Ironically, Kidney's "unsuitability" in part emanates from the flawed decision to foist him onto the international ticket as O'Sullivan's assistant in 2001, though whatever the pressure, he shouldn't have agreed to it himself. In any event, after brief dalliances with Ulster and the Celtic Dragons in Wales, his stint with Leinster and return to Munster didn't endear him to all in the IRFU or in the Leinster dressingroom.

Aside from Kidney, Michael Bradley has coached at every level in the Irish system.

Were Kidney promoted to Ireland coach, Bradley moved to Munster and, say, a promising young coach like Brian Walsh given the Connacht job, it would mean three new starts at the top of the pyramid. Instead, were the union to take the view an entirely fresh voice was required, and neither Kidney nor Bradley were chosen, it would be an indictment of the system as well as leaving it to stagnate further.

Having needlessly committed themselves to O'Sullivan before the World Cup, in their prevarication after the tournament, the IRFU find options abroad now reduced. Unlike them, most of the rest of the world does indeed "operate in four-year cycles".

The Italian and Welsh Unions did not hang about but went out to obtain two of the outstanding candidates post-World Cup, Nick Mallett and Gatland, while other coaches have since agreed new contracts with clubs, provinces, regions or franchises.

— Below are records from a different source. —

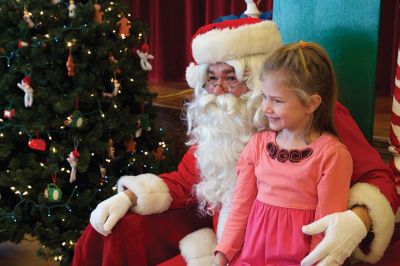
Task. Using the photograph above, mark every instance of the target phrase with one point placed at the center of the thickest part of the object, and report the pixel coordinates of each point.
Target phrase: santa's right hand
(108, 213)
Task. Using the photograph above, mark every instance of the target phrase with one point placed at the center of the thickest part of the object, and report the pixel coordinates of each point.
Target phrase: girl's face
(283, 108)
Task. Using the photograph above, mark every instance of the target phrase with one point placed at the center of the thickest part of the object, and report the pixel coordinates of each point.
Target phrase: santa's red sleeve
(157, 193)
(373, 185)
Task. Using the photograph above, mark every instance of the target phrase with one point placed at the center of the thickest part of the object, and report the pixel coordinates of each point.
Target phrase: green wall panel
(348, 30)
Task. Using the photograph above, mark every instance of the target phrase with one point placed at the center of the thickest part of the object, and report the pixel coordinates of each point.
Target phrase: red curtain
(172, 25)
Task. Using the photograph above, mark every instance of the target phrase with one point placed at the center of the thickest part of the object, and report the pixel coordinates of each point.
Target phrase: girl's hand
(220, 259)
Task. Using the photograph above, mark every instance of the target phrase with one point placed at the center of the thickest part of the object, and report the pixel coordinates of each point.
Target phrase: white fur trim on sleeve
(152, 193)
(382, 219)
(198, 247)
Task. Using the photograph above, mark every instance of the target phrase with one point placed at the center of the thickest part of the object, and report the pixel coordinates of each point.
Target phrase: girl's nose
(266, 105)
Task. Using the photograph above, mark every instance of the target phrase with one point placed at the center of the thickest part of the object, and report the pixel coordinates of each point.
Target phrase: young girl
(293, 173)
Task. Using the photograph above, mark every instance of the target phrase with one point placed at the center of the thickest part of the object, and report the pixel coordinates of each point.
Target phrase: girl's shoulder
(329, 143)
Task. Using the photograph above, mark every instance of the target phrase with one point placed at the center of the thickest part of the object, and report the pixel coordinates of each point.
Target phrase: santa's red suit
(152, 239)
(166, 219)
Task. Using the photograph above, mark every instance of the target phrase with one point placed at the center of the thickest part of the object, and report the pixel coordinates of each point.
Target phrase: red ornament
(8, 113)
(76, 154)
(37, 144)
(22, 44)
(26, 80)
(144, 48)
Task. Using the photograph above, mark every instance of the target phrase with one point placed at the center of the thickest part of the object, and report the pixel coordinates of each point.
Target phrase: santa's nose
(218, 90)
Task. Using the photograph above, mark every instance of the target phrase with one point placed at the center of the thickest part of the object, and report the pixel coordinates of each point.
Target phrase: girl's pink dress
(277, 192)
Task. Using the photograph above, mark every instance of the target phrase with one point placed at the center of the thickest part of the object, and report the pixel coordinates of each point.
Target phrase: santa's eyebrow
(223, 72)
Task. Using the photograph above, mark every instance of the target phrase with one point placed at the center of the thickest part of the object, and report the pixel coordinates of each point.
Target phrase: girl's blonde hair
(307, 69)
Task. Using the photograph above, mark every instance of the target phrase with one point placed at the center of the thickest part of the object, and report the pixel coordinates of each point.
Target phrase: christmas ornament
(124, 27)
(142, 122)
(27, 18)
(70, 65)
(98, 15)
(131, 146)
(74, 120)
(117, 86)
(71, 9)
(22, 44)
(144, 56)
(73, 159)
(111, 149)
(52, 192)
(159, 154)
(112, 59)
(37, 144)
(26, 87)
(103, 174)
(8, 113)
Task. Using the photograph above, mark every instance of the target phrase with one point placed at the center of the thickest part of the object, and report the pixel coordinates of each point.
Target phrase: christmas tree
(75, 115)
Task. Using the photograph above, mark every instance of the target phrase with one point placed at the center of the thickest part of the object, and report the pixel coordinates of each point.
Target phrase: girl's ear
(313, 103)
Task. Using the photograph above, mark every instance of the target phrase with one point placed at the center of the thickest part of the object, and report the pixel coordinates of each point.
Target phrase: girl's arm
(333, 186)
(231, 240)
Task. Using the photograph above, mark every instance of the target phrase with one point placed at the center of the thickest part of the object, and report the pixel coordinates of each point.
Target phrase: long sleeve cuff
(382, 218)
(152, 193)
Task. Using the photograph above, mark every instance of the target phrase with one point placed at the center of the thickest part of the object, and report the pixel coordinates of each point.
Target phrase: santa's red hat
(231, 40)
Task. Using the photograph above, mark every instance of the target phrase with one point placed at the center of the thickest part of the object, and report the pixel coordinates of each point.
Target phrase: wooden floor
(23, 254)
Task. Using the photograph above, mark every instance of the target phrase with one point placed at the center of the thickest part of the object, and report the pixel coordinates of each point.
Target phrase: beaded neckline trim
(283, 155)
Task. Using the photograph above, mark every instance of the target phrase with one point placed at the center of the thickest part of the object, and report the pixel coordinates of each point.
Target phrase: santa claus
(144, 223)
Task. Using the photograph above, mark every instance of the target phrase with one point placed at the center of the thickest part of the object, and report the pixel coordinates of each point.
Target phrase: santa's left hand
(343, 232)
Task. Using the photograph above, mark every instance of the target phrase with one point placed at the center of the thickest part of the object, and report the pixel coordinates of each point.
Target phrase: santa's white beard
(221, 127)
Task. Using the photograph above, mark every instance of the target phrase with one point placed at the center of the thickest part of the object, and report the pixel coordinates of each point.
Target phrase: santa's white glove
(108, 213)
(343, 232)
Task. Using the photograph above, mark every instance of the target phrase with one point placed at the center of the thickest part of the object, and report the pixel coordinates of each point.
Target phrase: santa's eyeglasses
(228, 86)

With the likes of John Mitchell, Wayne Smith, Jake White and all the other big names from abroad liable to follow the example of Howard, it could be that the union will eventually end up with a very familiar shortlist.

In addition to Kidney and Bradley, both Alan Gaffney (formerly Leinster assistant coach and Munster head coach) and Mike Ruddock (former Leinster coach) have either openly announced their candidature or given a non-denial denial.

Aside from re-energising the current squad, a new head coach can make an immediately positive impact in many other areas. In terms of selection, he can make the Irish squad more competitive and, at a stroke, players previously cast to the wilderness can feel they have a fair chance again - such as Shane Jennings, Leo Cullen, Geordan Murphy, Alan Quinlan, Bob Casey, Jeremy Staunton, Mike Ross and others based abroad - though, sadly, it's too late for others ostracised over the years.

A new coach will surely also have a more enlightened approach to his selection of the bench and employment of impact replacements as matches unfold. O'Sullivan's stubborn resistance to this increasingly effective modern-day ploy and inability to change games does not reflect well on him, though this would not be one of Kidney's strongest areas either.

Most of all, perhaps, the new coach can start working again with the provincial coaches and reopening the lines of communication between the top of the pyramid and the level immediately below. O'Sullivan, seemingly perceiving them as threats, scarcely had any dialogue with them.

This became one of the biggest problems in Irish rugby these past half-dozen years and more. Irish rugby's much-lauded provincial system is not being maximised, and in having allowed so much control to one voice the IRFU hierarchy stand indicted.

As important as the identity of a new coach will be that of those around him. There is a crying need for lost leaders, like O'Shea, Donal Lenihan, Ciarán Fitzgerald and Phil Orr, to be brought back into the fold, and one of them to be made team manager.

For all the need to have highly qualified back-up coaches, the union have to allow the new head coach flexibility in this. Forced marriages don't work, as was shown by the O'Sullivan-Kidney case history and as is still being shown in the less-than-harmonious English coaching ticket under Brian Ashton.

Perhaps the IRFU will learn from their many past mistakes in recent times, but one would not count on it.